Feeling like a frazzled failure

Charlie had an awful day today. He cried most of the morning, everything I tried to make him comfortable/wasn't working. We went to a playgroup with other Mommies and babies and he did ok-amazingly my son puts on a great game face. After that the day spun out of control.

He cried so much that once again he threw everything up, cereal, carrots, thickened formula. On the floor, on my bed, all over himself, all over myself, out his little nose. Then he was inconsolable for- well I'm not sure how long, but it was more than an hour-again nothing I did worked. He was shrieking. I'm sure the neighbors think I abuse my child. Finely he cried himself to sleep in my arms. Total exhaustion, on his part and mine.

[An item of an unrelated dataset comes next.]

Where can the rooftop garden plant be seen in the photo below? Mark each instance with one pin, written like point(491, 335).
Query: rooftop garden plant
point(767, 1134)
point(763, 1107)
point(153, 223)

He is with Daddy for the moment so I can take my shower for the day at 7:30 pm.

Today I feel like it would be better if I went back to work. Someone, anyone would be able to do a better job than I'm doing. It's days like today that I feel hopeless, trapped, lost, inadequate, ...and I don't understand why it has to be so hard. Why he has to hurt every single time he eats. Why he has to throw up non-stop all day.

I hate to admit it, but after hours of Charlie's crying I start to get numb. I hold him in my arms and try to comfort him, but I'm blank inside. I know God won't give me more than I can handle so I just have to hold on and pray he will get better.

6 comments:

Anonymous said...

I'm so sorry he's still having such a hard time! You're doing an excellent job, don't be discouraged! Take a moment and breathe then jump right back in, that's all you can do!

Danse said...

::hugs::

I'm so sorry that you're both having such a hard time. You're doing a wonderful job - this is hard. Don't beat yourself up.

K. said...

Oh Kelly, I am so sorry that you and little Charlie have to go through this. But just know--you are a wonderful mother, and Charlie knows you're doing all you can to help him. You are anything but inadequate--you would do anything for him, and you are doing the best you can. I wish there was something the dr.'s could do to help. :(

Jenna said...

Oh Kelly, you are an extraordinary mother. A crappy mother wouldn't care so much that her child was in such distress nor would she take the time to comfort and love him as much as you do.

I admire your strength and fortitude more than you know.

((hugs))

Kelly said...

ladies your responses brought tears to my eyes, thank you, thank you, thank you. This has been a really difficult time but reading your thoughtful and reassuring words ives me comfort.

gail said...

That must be really difficult... I am sorry you're having a rough go of it.